(Downvoters please note that the question is about people considered celebrities in the UK. If what you're interested in is people considered celebrities in the USA, please skip to Oddthinking's answer. There's nothing unusual about the number of American or world celebrity deaths in 2016)
There's clearly no "curse". There are objectively measurable indicators that can be compared between years, and these do appear to suggest a sharp increase in 2016, approximately double that of recent years, for deaths of people considered celebrities in the UK, without any one obvious apparent causal event (such as a helicopter crash). That said, these are still small numbers (lower end of two figures), and occasional spikes, anomalies or clusters in small data sets aren't unusual and don't normally require a causal explanation.
The same evidence shows the number of deaths of people considered celebrities was rising already, which can be easily explained by mass media reaching a certain age.
There's an objectively measurable of "celebrity" deaths - obituaries written in news publications. Note that these are typically written while a celebrity is still alive then kept on file, so an "obituary use" represents an editorial team's judgement that an individual is a celebrity of note made well before and independent to any public reaction to their death, and most likely written well before 2016 (therefore not a self-fulfilling response to the so-called "2016 effect"). It's obviously not a perfect classification (no human judgement based classification is), and its quality depends on the quality of their editorial process, so I've taken three examples from three different respected UK publications with different approaches:
In an article on precisely this phenomenon the BBC quote data about the numbers of obituaries they've written in January-March for the last 5 years. This suggests an upward trend and a 2016 spike: 24 in 2016, 12 in 2015, 11 in 2014, 8 in 2013, 5 in 2012.
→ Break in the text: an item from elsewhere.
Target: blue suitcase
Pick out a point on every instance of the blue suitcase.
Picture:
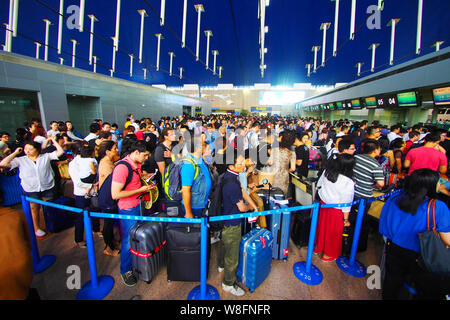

[Note - these figures were added to the question after I included them in this answer]
They discuss whether this could be explained by expansion of the facility of the BBC to write and publish obituaries, and find that the number of celebrities with obituaries written and kept on file in case of their death is increasing, but at a rate of "a few more every week", following a process that hasn't significantly changed in 10 years, with no one event that would explain a doubling from 2015 to 2016 other than random clustering.
This therefore addresses the question:
Are the celebrities really dying faster than usual, or are we just reporting on them more?
The BBC have had a consistent policy for 10 years which is based on steady inflation through a team actively increasing the number of obituaries on file every week, but 2016 is an anomaly that bucks the trend.
(The Telegraph is a broadsheet sometimes described as the UK's "newspaper of record)
The above article reports:
the Daily Telegraph maintains a gallery of famous people who have died, and updates it throughout the year. Up to this time in 2014, the number of those in the gallery was 38. By this time last year, the number of people in the gallery was 30. This year, the number is already 75
Again, the number is roughly double that of recent previous years.
(The Guardian is a broadsheet and a partner of the International Consortium of Investigative Journalists)
The Guardian offered some measurable figures in terms of the number of deaths which they ran as the main headline of their print edition: 7 so far (one of which, being a sportsman, was printed in the sports section but as the main back-page headline).
I can't find a direct comparison to equivalent periods in other years, am still looking, but it's discussed as being remarkable:
The tally of deaths is significant, and 2016 is not yet four months old.
They offer one more observation:
The Guardian’s obituaries page, according to its editor, is no longer able to fit in all the public figures who would have historically figured on the page because of the rise in high-profile deaths
In the Guardian's case, like the BBC, this therefore suggests that the number of obituaries they want to publish in 2016 is driven by events, not an editorial decision: events are causing them to exceed their physical limit.
With this, they offer a partial explanation for the upward trend:
The nature of fame and celebrity has changed radically in the past decade...
As well as actors, musicians, royalty, sporting figures, politicians and the like, there are now hundreds of reality TV stars, comedians, game show hosts, mavericks and people famous simply for being famous. That means there are far more celebrities whom more people will have heard of when their number is up.
Deaths among the general (non-celebrity) UK population
Or - chillingly - is everyone dying off faster, and we're just hearing about the famous ones?
Since there's no celebrity death spike outside the UK, we only need to look at UK mortality statistics here. The UK Office for National Statistics publish weekly death statistics, and offer a comparison to the last 5 years week-by-week. They haven't yet published an analysis comparing 2016 to other years, or age-standardised rates, but a simple look at the raw numbers of deaths shows that the increase between 2016 and the previous 5 years appears smaller than the increase between 2015 and the previous 5 years (around 3% compared to around 7% from 2015).
There's therefore no reason to think there's any particular UK trend at work here, and no reason to think that the so-called "curse" widely discussed in the British media is anything more than the kind of random spike that can happen with any small variable data set.